Price is dealing with an elbow strain and will meet with a team physician tomorrow. Pomeranz’s velocity is not up to his usual standards as he returns from a triceps injury, and the Red Sox pulled him from his start for precautionary reasons yesterday.
Farrell echoes earlier comments from Red Sox president of baseball operations Dave Dombrowski, who said that the Red Sox had difficulty luring depth starters during the offseason because their rotation was perceived to be well stocked. One depth veteran, Kyle Kendrick, will start for the Red Sox today and could be important to their short-term plans. Kendrick has not appeared in the big leagues since 2015, when he was with the Rockies, although he’s fared well so far this spring.
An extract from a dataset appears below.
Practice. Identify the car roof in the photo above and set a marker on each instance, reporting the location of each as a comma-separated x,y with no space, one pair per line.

Farrell also names Henry Owens and Brian Johnson as healthy pitchers who could potentially help if they could be more consistent.
Should the Red Sox acquire a starter from outside, the current list of free agents includes Jake Peavy (who is dealing with personal issues), Doug Fister, Colby Lewis, Edwin Jackson and Jerome Williams. Other players currently in camp on non-roster invites could soon become available if they don’t make the rosters of their current teams. The Red Sox could, of course, also look to make a trade, perhaps near the end of camp as teams finalize their rosters.